Norway’s Socialist Left party (SV) went ahead and elected Audun Lysbakken as its new leader over the weekend, despite a week of crisis that began with Lysbakken’s forced resignation as a government minister. Now SV needs to regain confidence, find and promote a new major issue that will attract voters, and figure out how or even whether it can remain in the country’s three-party government coalition led by Labour Prime Minister Jens Stoltenberg.
The challenges facing SV are daunting for even the most hard-core political veteran, but Lysbakken and his fellow SV officials vowed to move forward. He claimed he’d renew SV by championing “the best of our traditions,” environmental and social justice. Only 15 of of 207 delegates at the party’s national meeting in Lillestrøm submitted blank ballots to protest Lysbakken’s election.

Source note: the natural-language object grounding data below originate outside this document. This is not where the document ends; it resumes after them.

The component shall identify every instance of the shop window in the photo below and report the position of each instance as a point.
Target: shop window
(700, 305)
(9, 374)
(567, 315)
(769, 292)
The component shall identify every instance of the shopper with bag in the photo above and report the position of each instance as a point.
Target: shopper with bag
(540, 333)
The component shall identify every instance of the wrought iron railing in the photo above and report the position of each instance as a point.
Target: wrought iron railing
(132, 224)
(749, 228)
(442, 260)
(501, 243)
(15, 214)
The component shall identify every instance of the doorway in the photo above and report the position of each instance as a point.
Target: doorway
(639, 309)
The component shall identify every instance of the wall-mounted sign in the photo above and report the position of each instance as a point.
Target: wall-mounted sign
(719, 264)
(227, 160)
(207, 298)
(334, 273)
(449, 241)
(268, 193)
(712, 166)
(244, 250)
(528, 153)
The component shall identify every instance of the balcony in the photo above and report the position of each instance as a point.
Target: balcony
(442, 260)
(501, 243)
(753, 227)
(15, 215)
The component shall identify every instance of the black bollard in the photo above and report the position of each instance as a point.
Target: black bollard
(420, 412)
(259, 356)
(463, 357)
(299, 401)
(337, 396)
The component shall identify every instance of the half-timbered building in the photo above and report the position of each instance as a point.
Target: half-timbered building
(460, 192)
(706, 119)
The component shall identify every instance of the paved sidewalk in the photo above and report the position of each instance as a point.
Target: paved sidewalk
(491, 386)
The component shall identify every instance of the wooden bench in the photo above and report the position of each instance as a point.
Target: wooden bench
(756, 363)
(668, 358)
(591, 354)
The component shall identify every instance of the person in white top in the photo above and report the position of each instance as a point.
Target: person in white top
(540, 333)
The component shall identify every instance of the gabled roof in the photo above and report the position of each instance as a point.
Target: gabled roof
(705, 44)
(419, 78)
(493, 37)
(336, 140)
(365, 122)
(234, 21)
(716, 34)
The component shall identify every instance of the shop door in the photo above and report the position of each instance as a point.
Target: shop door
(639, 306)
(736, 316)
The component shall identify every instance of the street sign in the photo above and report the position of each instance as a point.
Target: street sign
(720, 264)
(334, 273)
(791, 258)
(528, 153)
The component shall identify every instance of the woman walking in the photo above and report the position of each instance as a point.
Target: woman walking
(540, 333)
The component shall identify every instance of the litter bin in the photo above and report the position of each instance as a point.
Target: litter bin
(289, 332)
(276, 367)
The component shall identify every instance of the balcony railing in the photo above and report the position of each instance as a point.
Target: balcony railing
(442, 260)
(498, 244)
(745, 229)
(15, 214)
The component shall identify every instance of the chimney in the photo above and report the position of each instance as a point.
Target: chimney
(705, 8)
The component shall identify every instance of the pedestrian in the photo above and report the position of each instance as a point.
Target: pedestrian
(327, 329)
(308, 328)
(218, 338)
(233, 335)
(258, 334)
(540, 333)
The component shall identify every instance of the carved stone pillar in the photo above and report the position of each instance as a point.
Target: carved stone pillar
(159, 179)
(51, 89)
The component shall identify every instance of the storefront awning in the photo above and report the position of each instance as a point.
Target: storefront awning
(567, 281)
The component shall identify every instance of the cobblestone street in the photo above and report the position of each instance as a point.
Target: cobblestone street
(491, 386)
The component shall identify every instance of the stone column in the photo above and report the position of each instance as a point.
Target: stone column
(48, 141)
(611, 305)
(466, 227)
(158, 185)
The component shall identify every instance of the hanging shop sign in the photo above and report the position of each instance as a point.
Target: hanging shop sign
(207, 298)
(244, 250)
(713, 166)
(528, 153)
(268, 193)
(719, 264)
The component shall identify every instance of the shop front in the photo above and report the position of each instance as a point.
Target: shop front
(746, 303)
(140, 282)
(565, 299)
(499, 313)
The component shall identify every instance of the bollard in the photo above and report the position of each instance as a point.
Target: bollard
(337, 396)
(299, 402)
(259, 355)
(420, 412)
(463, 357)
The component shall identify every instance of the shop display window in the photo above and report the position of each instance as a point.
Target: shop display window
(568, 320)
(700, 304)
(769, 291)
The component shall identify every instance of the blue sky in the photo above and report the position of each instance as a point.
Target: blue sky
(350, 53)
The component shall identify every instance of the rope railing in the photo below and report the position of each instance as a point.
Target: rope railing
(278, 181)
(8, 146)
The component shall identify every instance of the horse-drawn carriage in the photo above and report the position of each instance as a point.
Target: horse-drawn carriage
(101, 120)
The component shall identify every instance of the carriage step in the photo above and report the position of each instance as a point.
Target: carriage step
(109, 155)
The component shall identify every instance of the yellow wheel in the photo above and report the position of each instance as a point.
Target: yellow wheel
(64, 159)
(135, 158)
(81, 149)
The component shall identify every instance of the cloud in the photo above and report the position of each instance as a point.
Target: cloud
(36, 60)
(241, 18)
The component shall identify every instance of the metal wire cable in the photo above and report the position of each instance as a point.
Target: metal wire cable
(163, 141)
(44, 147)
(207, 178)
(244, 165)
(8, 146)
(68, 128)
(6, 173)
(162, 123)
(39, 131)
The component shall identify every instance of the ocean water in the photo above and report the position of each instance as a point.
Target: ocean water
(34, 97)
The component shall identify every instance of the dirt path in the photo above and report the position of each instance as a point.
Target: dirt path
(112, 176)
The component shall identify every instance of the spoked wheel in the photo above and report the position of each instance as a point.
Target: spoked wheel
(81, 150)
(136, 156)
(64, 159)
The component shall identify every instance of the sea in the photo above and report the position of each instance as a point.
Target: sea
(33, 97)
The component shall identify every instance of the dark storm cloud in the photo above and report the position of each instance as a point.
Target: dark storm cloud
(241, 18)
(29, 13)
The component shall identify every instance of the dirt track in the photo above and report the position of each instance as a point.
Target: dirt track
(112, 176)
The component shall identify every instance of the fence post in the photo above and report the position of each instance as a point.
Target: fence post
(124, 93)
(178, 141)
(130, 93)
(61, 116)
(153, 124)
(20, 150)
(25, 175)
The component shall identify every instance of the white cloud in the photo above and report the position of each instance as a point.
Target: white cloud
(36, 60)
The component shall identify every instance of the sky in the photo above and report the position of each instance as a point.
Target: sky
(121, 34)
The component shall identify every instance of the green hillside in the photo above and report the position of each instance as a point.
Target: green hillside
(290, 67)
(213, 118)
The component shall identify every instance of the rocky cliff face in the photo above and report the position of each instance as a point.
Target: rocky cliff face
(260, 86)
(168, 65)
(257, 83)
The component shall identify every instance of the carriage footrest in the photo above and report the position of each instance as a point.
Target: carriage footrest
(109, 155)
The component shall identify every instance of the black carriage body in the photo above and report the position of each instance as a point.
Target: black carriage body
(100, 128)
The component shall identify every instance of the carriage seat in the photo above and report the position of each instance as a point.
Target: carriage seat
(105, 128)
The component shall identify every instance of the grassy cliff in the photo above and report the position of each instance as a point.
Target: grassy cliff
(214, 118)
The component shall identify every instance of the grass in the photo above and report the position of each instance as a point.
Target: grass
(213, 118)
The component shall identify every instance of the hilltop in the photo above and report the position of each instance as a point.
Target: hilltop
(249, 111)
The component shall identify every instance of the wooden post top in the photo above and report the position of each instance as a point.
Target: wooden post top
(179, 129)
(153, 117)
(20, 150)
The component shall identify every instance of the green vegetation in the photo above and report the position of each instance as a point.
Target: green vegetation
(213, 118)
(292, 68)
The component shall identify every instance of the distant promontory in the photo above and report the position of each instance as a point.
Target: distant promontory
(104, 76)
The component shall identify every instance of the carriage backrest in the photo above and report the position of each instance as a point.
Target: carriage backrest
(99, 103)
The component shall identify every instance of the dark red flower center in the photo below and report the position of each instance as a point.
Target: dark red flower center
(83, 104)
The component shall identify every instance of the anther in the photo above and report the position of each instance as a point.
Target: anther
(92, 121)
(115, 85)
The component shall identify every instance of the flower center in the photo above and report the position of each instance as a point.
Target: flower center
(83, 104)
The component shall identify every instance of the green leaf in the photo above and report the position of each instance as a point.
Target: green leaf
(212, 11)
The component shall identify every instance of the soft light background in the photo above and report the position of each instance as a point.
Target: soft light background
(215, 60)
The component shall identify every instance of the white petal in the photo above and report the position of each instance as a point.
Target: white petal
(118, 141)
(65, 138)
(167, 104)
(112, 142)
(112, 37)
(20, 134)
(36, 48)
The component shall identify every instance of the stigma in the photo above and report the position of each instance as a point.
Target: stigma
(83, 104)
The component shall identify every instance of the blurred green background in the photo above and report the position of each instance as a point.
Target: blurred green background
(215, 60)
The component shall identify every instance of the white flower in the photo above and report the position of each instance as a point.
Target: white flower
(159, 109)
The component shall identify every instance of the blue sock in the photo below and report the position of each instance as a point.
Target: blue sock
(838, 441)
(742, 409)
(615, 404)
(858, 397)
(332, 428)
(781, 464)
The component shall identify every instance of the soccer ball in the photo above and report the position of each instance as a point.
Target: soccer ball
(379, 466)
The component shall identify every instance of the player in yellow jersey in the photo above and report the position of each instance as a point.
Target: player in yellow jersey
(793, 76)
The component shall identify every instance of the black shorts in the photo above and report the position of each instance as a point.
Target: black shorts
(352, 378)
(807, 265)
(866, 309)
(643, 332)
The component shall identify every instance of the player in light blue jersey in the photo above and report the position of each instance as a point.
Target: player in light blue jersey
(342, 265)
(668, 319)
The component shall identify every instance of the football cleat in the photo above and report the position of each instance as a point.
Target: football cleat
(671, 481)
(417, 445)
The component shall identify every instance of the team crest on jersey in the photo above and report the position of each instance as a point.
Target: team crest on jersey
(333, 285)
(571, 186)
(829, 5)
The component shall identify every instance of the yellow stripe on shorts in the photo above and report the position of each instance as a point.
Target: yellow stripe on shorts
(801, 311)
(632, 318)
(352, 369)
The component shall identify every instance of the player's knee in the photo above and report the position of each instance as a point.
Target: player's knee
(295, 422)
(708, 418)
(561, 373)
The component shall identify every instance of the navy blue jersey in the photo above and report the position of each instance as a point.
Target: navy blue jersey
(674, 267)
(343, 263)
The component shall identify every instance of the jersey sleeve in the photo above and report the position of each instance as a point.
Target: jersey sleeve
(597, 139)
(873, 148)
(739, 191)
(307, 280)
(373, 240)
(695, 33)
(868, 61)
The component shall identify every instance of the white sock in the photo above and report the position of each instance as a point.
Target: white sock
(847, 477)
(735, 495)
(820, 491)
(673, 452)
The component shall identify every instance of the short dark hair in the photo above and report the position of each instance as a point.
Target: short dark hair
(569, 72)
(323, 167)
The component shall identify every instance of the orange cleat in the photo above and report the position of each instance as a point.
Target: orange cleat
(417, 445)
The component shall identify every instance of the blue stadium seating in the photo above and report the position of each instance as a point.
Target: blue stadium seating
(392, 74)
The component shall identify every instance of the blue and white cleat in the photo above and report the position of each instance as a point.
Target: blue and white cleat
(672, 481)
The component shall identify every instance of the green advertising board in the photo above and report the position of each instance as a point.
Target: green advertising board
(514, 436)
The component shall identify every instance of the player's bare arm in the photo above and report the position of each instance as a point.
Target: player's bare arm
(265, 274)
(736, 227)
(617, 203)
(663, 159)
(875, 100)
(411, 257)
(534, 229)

No other candidate had emerged to run against him. After disastrous results in last fall’s municipal elections, the majority within SV still think the 34-year-old Lysbakken from Bergen is best-suited to re-energize the party.
“The biggest challenge SV has isn’t the current crisis (which involved funding violations in Lysbakken’s former ministry),” Erik Solheim, a former SV leader who now serves as a government minister (statsråd) in charge of foreign aid and environmental issues, told newspaper Aftenposten. “There’s a storm in the media now, but it will be forgotten. The biggest challenge is to outline a political project that will catch voter attention. We don’t have that. We must have that.”
Solheim and other SV politicians want to shift public attention from crisis and the “mistakes” made during Lysbakken’s ministerial tenure back to political issues, like extending the school day in Norway. But it was the trouble Lysbakken got into, over the funding violations and conflicts of interest while he headed the ministry in charge of family and equality issues, that dominated headlines and the party’s national meeting over the weekend. His planned election as new party leader came at the worst possible time, and both he and other party officials, not least outgoing SV leader and education minister Kristin Halvorsen, had to defend his sole candidacy repeatedly.
“It would be nonsense to claim anything else than that what we’ve been through is negative for SV,” Lysbakken said at a time that should have been a victorious, festive occasion to revive a party already struggling in public opinion polls. “But what should I do? Run and hide somewhere?” Instead, Lysbakken said, he opted to move forward with head held high.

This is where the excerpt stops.